Search code examples
unicodeencodinggoogle-bigquerybase64byte

How to determine if base64 and unicode character are equivalent?


I'm trying to figure out if the two encodings of the character are the same:

SELECT 
    ~b"1", 
    code_points_to_string([0x380]), 
    "\u0380"

The first is base64-encoded and the second is a string. How can I determine if these are equivalent? Is there some sort of function where I can, for example extract the code point from a base64-string in BigQuery?

enter image description here


Solution

  • You have mentioned ~b"1" as base64-encoded but according to this google cloud documentation ~ X is a Bitwise not operator. Here you are converting the string value to bytes and then performing Bitwise Not operation on it (Though while showing in UI BQ shows in base64 encoded). To convert it into base64-encoded you can use the TO_BASE64 function.

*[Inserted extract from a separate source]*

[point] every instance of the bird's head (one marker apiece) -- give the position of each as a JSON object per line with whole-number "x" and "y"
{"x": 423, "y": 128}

    You can use the to_code_points function to extract the code points from a base 64 encoded string.

    select *
    ,from_base64(d) decoded_val_bytes
    ,SAFE_CONVERT_BYTES_TO_STRING(from_base64(d)) sring_value
    ,to_code_points(from_base64(d)) cp
    from (
     select
     ~b"foo" a,
     code_points_to_string([102,111,111]) b
     ,to_base64(b"foo") d
     ,to_code_points("foo") e
    )
    

    to_code_points function is to convert string or bytes into an array of INT64 and code_points_to_string function is to convert an array of INT64 into STRING.